Lui lo aveva portato in alto, lontano da casa sua, lontano dal quartiere, lontano da quel mondo al quale Fler aveva deciso di attaccarsi in maniera così disperata perché era l'unica cosa che conoscesse. Aveva aperto la porta della cabina telefonica, spalancandola sul blu intenso dell'universo, e gli aveva detto "guardati intorno, guarda com'è bello", e con le lacrime agli occhi Fler aveva guardato nella profondità di un abisso grande in maniera incalcolabile, e si era sentito minuscolo ed enorme, insignificante ed assoluto, e completamente senza fiato.
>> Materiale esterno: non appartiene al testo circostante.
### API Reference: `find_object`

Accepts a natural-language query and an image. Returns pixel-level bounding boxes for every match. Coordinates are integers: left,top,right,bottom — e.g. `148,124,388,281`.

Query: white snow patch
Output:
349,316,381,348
In orbita assieme alle stelle, aveva scoperto un nuovo tipo di realtà, una realtà sconosciuta, ma non per questo meno vera, non per questo meno sua. C'era altro oltre alla casa vuota, oltre alle strade sporche di Tempelhof, oltre alla verità dolorosa di Berlino, c'era altro oltre alle cose vere e brutte che erano state la sua unica possibilità fino al giorno prima.
Era fantastico, ma non era una fantasia, e Fler lo voleva. Lo voleva tutto, lo voleva per sé.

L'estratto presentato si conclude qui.